Bu süreçte annem, kardeşlerim ve eşim en büyük destekçimdi. Babam vefat etmişti kayınpederim de yaşadıklarımızın farkındaydı bize ker konuda desteklerini esirgemediler. Biz küçük bir ilçede yaşıyorduk herkes tarafından sevilen sayılan bir aileydik. Akrabalarımız tarafından çok büyük bir sosyal dışlanmaya maruz kalmadık. Ancak arkadaş çevremde büyük bir yalnızlaştırılmaya mahkûm edildim. Çoğu arkadaşım ‘nasılsın’ diye sormadı, sosyal medya hesaplarından silenler oldu, telefon rehberinden silenler oldu mu bilmiyorum. Çünkü ben aramadım onların aramasını bekledim, bu süreçte yanımda olduklarını bilmek istedim benim halimi hatırımı sormalarını bekledim ancak büyük bir yalnızlığa itildim. Bir arkadaşıma yaşadığım hukuksuzluğu anlatmaya çalıştım, yasal bir sendika üyeliği yüzünden ihraç edildiğimi düşünüyorum dediğimde umursamaz bir tavır takındı.

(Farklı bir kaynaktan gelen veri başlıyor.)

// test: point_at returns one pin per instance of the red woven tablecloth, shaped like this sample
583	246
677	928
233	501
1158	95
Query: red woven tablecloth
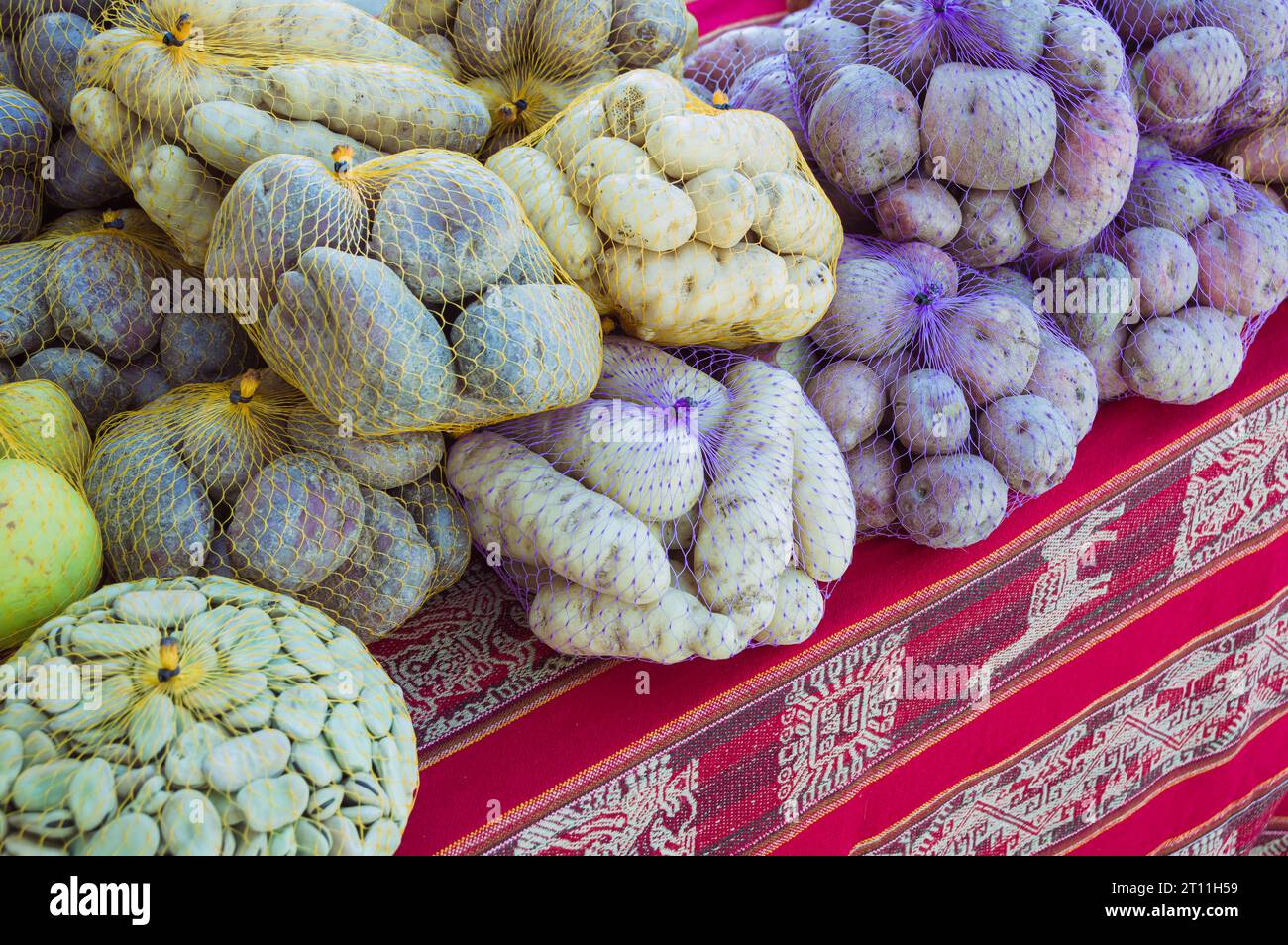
1133	622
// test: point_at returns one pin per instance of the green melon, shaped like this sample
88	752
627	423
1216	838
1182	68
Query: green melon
50	544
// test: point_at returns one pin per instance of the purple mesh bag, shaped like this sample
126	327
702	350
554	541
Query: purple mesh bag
692	507
1167	300
986	127
952	396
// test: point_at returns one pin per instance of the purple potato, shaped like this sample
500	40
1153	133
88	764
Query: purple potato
296	520
386	578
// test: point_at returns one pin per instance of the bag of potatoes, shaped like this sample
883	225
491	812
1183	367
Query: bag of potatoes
690	509
1203	261
531	58
245	479
688	223
949	395
25	136
180	98
990	128
48	536
404	293
42	46
101	304
201	717
1201	73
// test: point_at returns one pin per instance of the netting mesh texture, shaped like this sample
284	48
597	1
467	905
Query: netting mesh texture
403	293
1055	140
1168	297
528	59
248	480
691	224
951	396
201	717
179	98
50	538
101	304
690	509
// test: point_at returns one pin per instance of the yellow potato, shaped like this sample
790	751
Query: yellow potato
642	210
795	217
563	226
764	143
600	158
387	107
574	130
231	137
684	146
665	297
638	99
179	196
725	205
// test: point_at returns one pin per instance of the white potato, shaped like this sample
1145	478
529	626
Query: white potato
725	204
642	210
684	146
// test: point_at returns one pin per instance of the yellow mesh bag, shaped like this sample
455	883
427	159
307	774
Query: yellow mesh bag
691	223
245	479
102	305
25	133
403	293
201	717
531	58
50	540
47	37
179	97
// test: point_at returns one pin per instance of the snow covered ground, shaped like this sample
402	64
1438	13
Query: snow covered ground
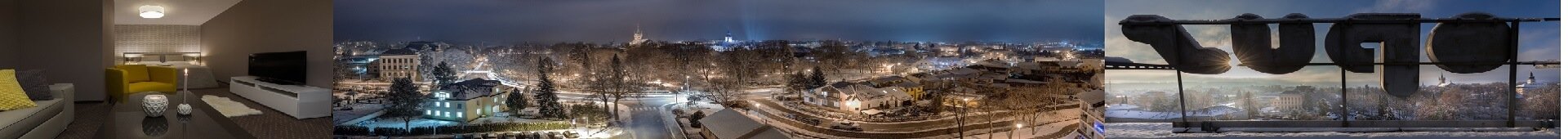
1164	132
339	116
1128	111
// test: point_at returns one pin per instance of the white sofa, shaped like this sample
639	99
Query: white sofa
42	122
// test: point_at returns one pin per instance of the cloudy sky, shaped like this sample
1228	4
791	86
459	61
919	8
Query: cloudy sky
1539	39
606	20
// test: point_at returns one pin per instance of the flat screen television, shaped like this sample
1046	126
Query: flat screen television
279	68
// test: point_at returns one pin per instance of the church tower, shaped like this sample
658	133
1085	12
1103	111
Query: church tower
637	36
729	38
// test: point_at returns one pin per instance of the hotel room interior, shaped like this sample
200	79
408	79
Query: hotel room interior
93	70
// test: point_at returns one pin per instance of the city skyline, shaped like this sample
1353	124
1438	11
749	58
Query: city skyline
506	22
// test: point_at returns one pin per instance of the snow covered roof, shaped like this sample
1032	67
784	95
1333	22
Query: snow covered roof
729	123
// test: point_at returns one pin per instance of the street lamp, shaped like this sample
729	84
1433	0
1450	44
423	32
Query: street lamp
1015	128
756	110
960	118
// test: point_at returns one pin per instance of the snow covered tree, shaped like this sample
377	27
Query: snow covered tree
621	85
1249	104
443	75
799	83
427	63
516	102
817	80
549	104
405	102
695	118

BENİ VE EŞİMİ EN YAKIN AKRABAMIZ POLİSE İHBAR ETTİ
Bu süreçte bizim sevenimiz olduğu kadar sevmeyenlerin de olduğunu gördük. Benim ihraç edildiğimin ertesi günü 155 aranıyor arayan kişi ‘bu bayan ihraç edildi eşinin de ihraç edilmesi gerekir’ diye ihbarda bulunuyor. Sonra öğreniyoruz ki bu ihbarı yapan kişi en yakınlarımızdan biri.’’
KILIÇDAROĞLU’NUN KHK SORUNUNU ÇÖZECEĞİNE İNANIYORUM
Kemal Kılıçdaroğlu ve partisi KHK’lılara yapılan hukuksuzlukları biliyor ve bunların giderilmesi için de iktidara geldiklerinde bu hukuksuzlukların sona erdirileceğinin vaadini veriyorlar. Bizler KHK platformu olarak Kılıçdaroğlu’na soru sorduktan sonra Özgür Özel ile de görüşme fırsatı bulduk. Özgür Özel de ‘KHK’lıları göreve iade edeceğiz’ derken yasal faaliyetleri nedeniyle ihraç edilen ve suça karışmamış insanları kastediyoruz.’ dedi. Ben Kemal Kılıçdaroğlu’nun KHK sorununu çözeceğine inanıyorum.’’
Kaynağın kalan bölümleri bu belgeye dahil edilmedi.